Consider the remittance section of a W.B. Mason invoice:

image-20240327-192730.png

In a traditional extraction model, users are generally less concerned about keys and focus exclusively on values. It would be very simply to create an OCR template that extracted values for Customer Number, Invoice Number, Invoice Date, and Total Due. As your capture needs expand however, this model becomes fragile. Variances in scan resolution might impact positioning, and most certainly, similar documents produced by other vendors will introduce differences in layout. Square 9’s GlobalCapture offers a number of tools to help with such discrepancies in a more traditional manner, whether it be through Marker Zones, pattern matching, etc. FTE takes a different approach.

Rather than using structured or semi-structured templates, FTE leverages the power of AI to make assumptions about the text on a page. Rather than requiring a user to identify via a template that “C8675309” is the customer number, FTE makes the assumptions automatically on behalf of the user. So in the AI assisted world, the OCR result wouldn’t be an arbitrary value “C8675309” that a user has told us should be inferred as Customer Number. Instead, the OCR result would resemble “Key: Customer Number, Value: C8675309”. The same pattern would hold true for all Key / Value pairs identified on the document. So in this case, you would expect to see results like:

"Key":Customer Number","Value":"C8675309"
"Key":"Invoice Number","Value":"I59692155"
"Key":"Invoice Date","Value":"02/11/2024"
"Key":"Terms","Value":"Net 30"
"Key":"Total Due","Value":"71.98"

While the OCR results are extremely good, success does require adherence to a pattern of some kind. In the case of FTE, each value is expected to have a descriptive key in it’s general vicinity. This does not mean keys and values need to be laid out horizontally, nor does it mean grid lines must be present in the document’s layout. It does however mean that for each value one cares to extract, there must in fact be a related key.

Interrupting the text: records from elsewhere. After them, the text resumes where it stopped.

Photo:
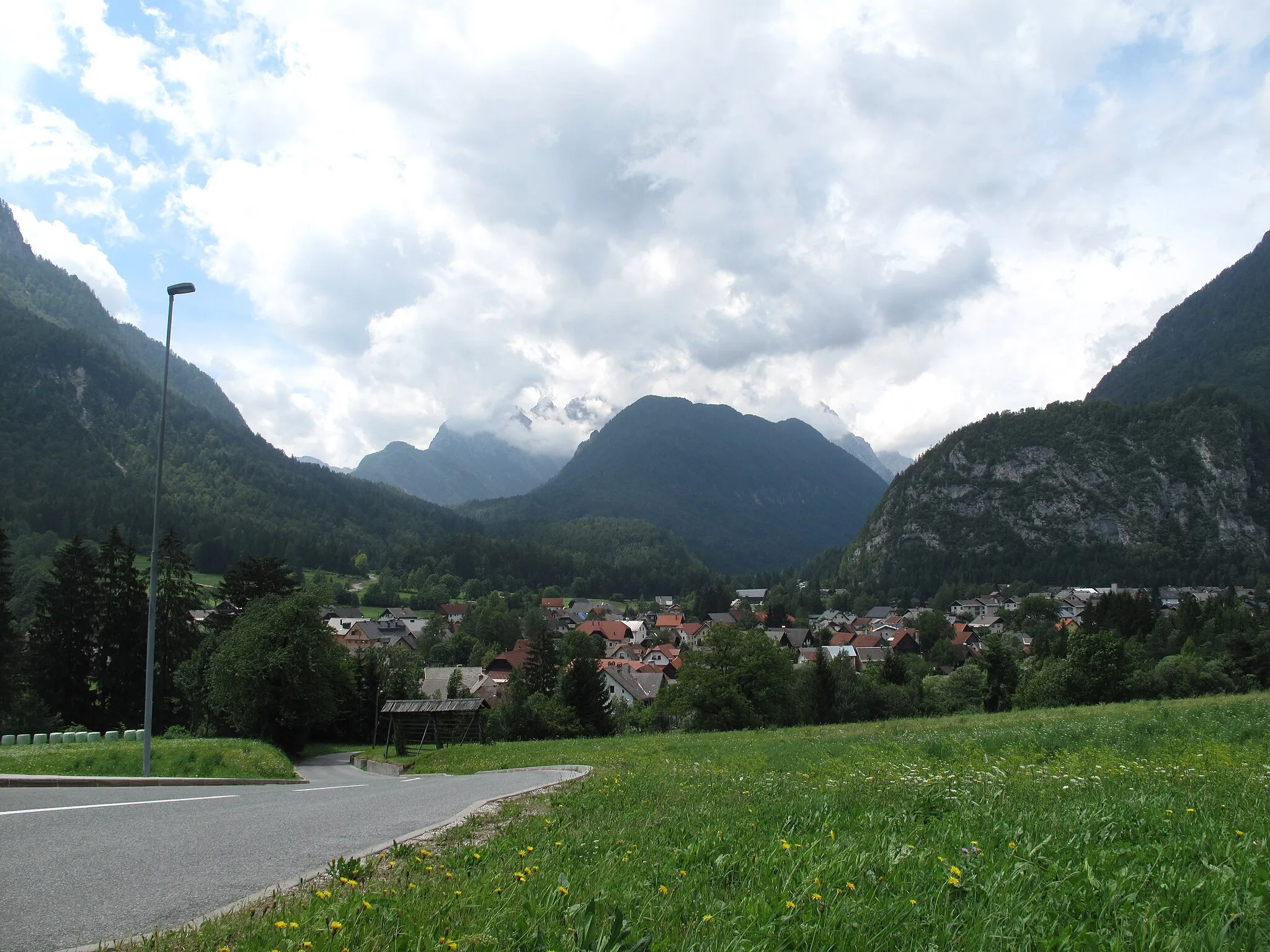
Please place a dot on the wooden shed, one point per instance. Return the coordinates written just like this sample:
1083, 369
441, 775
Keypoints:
455, 721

And example case where this may present as problematic might be in the upper left corner of the W.B. Mason example above. In this case, both a phone number and a website address are present below the logo and address block.

image-20240327-195425.png

In this example, there are two possible outcomes:

  1. Either the phone number, the website address, or both simply don’t extract.

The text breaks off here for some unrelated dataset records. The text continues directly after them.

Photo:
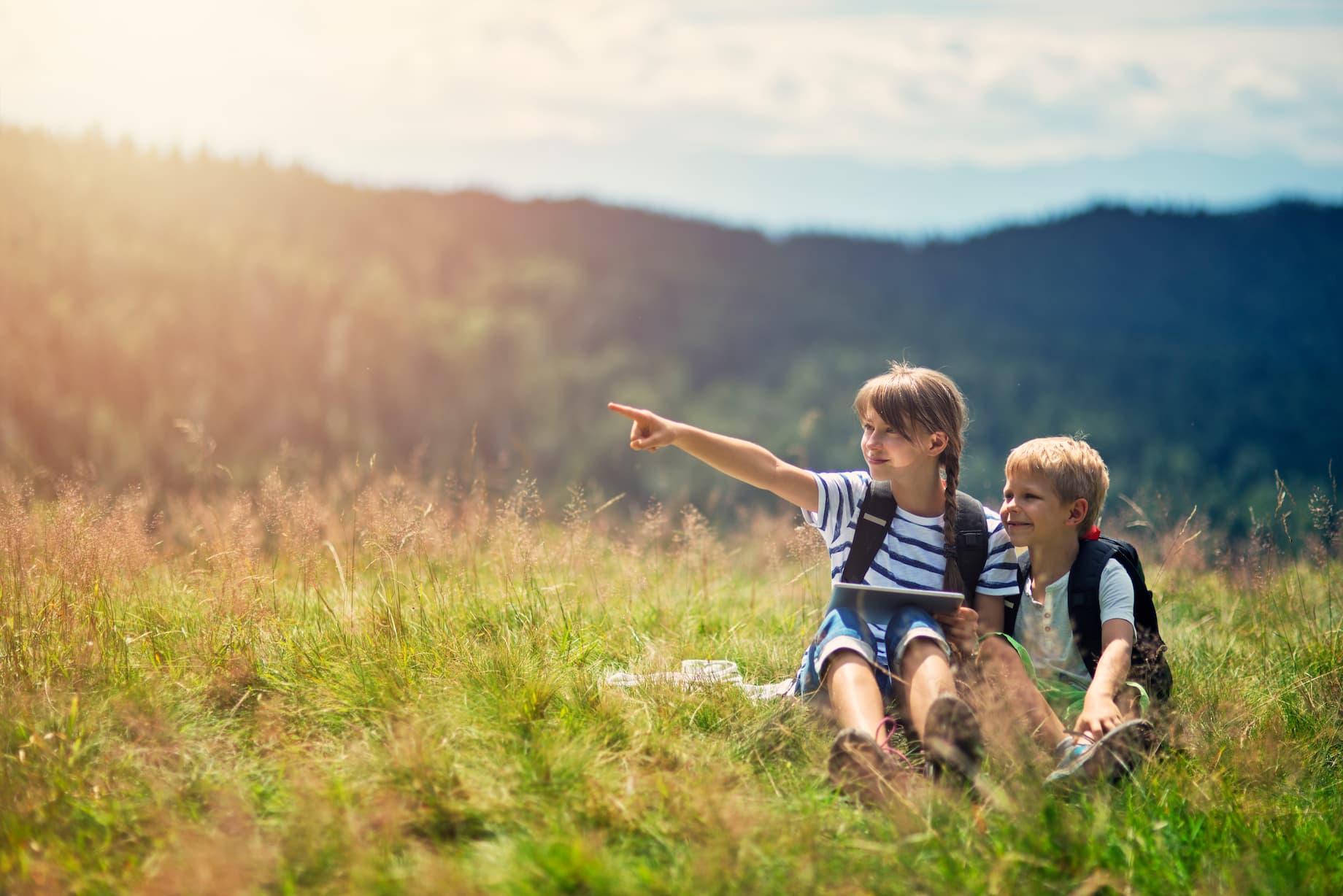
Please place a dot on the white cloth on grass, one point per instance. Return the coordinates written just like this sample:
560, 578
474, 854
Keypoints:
696, 673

  2. One or both values extract, but do so with a Key of “Address Service Requested”.

In either case, extracting one or both of these data points is likely better served with an alternate method. Certainly a traditional zone extraction could be perform to collect these data points. Alternately, other use case specific tools like Transform AI (which is tuned specifically for invoices and receipts) looks very specifically for data points that might match phone numbers and website addresses regardless of the presence of a Key.

Despite any limitations presented through the lack of a Key, FTE offer’s a very powerful, very accurate approach to semi-structured and unstructured document extraction that fits well into a large set of extraction use cases.

Tables

In addition to Key / Value extraction, FTE is also very good at identifying and extracting tables. Leveraging the power of AI, FTE can identify formatted tables on a document page. Because it is not bound to a document type, FTE is significantly less rigid about the tables and their associated values when compared to a feature like TAI.

Continuing with the W.B. Mason example, tables are most commonly identified by rows and columns on a page:

image-20240327-203942.png

While the human eye might be able to quickly determine that the table marked (2) is the table of interest for this specific document, the computer can not make such assumptions. In this image snippet, two discrete tables could be identified. Tables are most commonly and most successfully extracted when there are clearly defined rows and columns.

When FTE executes on a document page, it will return the data organized by the table it was identified in. In the case above, we would expect two tables, one with 2 columns and 8 rows (table 1) and one with 2 rows and 6 columns (table 2).